Juliet ignored this burst of self-pity. “Ruth, I think you'd better see something.” Her soft, childish voice robbed the statement of any drama. Ruth looked up morosely. Juliet dug into her pocket and held out the handful of rosin.

“Smell it,” she said.

“What?”

“Smell it.” She squatted down and held her palm under Ruth's nose.

“It's rosin. The dancers use it to keep from slipping.”

“Rosin and—?”

“And what?”

“Look at it. Touch it. It's rosin and talcum powder,” said Juliet.

“Jesus!” Ruth rubbed a pinch between her fingers. “But how could that possibly be?”

“You tell me.”

Ruth sniffed at the sample. “It isn't white.”

“No, somebody went to the trouble of darkening it,” said Juliet, straightening. “Mixed it with powdered pigment or pulverized eye shadow or something, I'd guess.”

“Well, Jesus, Mary, and Joseph,” said Ruth. “No wonder Anton slipped.”

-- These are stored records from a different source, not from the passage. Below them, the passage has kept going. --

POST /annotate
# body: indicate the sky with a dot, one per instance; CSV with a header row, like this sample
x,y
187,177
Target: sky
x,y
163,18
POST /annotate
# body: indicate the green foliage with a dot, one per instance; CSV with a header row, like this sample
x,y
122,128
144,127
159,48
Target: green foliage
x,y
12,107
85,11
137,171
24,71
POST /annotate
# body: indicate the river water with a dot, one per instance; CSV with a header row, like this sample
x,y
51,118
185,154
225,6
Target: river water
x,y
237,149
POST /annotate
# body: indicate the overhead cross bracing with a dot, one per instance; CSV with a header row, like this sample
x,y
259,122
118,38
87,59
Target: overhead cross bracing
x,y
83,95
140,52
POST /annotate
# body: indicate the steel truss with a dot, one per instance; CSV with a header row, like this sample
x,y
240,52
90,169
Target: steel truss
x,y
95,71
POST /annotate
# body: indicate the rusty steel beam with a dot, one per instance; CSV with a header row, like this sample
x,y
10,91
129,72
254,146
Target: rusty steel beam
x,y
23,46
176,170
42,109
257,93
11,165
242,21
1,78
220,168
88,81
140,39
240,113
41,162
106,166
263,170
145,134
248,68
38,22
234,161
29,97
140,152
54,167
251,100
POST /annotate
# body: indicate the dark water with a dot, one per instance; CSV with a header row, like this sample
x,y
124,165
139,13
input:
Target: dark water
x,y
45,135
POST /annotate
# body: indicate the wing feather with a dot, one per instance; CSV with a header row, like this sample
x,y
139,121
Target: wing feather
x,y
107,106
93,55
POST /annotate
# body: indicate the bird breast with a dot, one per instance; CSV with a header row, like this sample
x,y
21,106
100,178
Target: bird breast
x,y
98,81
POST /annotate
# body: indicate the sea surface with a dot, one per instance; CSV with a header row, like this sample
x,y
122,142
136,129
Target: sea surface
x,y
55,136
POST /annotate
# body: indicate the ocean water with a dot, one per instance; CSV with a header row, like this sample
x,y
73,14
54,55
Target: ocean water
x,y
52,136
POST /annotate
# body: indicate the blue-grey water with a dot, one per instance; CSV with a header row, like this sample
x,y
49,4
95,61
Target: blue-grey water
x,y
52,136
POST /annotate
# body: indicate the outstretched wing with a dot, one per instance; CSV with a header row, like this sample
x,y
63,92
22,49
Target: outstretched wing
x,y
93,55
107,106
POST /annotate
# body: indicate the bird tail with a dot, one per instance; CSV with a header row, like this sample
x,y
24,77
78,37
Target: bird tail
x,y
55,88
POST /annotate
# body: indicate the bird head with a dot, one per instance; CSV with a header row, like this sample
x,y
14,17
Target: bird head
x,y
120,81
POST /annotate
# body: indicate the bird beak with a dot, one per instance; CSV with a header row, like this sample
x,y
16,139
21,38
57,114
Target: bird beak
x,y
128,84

The piano music penetrating the wall changed to a new, brighter phrase, almost antic. Ruth dropped her head into her hands.

“I'd better go tell Greg,” she said, without moving. “That rosin box has got to be cleaned immediately.”

Juliet looked thoughtfully at the top of her friend's head. “Does this kind of thing happen often?”

Ruth raised her head. “Certainly not. In fact, I've never—well, no, I can't say I
never
heard of such a thing happening. Dance is hard. Most dancers never make it into a major company, and once they do, there's tremendous pressure to excel. Their performing lives are short. When they're finished, they're unprepared for anything else. They're always up against each other for parts. They get injured and no one cares as long as they keep dancing. Everyone assumes the men are gay. Whether they are or not, they have to cope with raging prejudice outside the dance world. The money isn't great. They have to take class every day. They have to keep their mouths shut and do as they're told. And all for what? Most of them never get out of the corps.”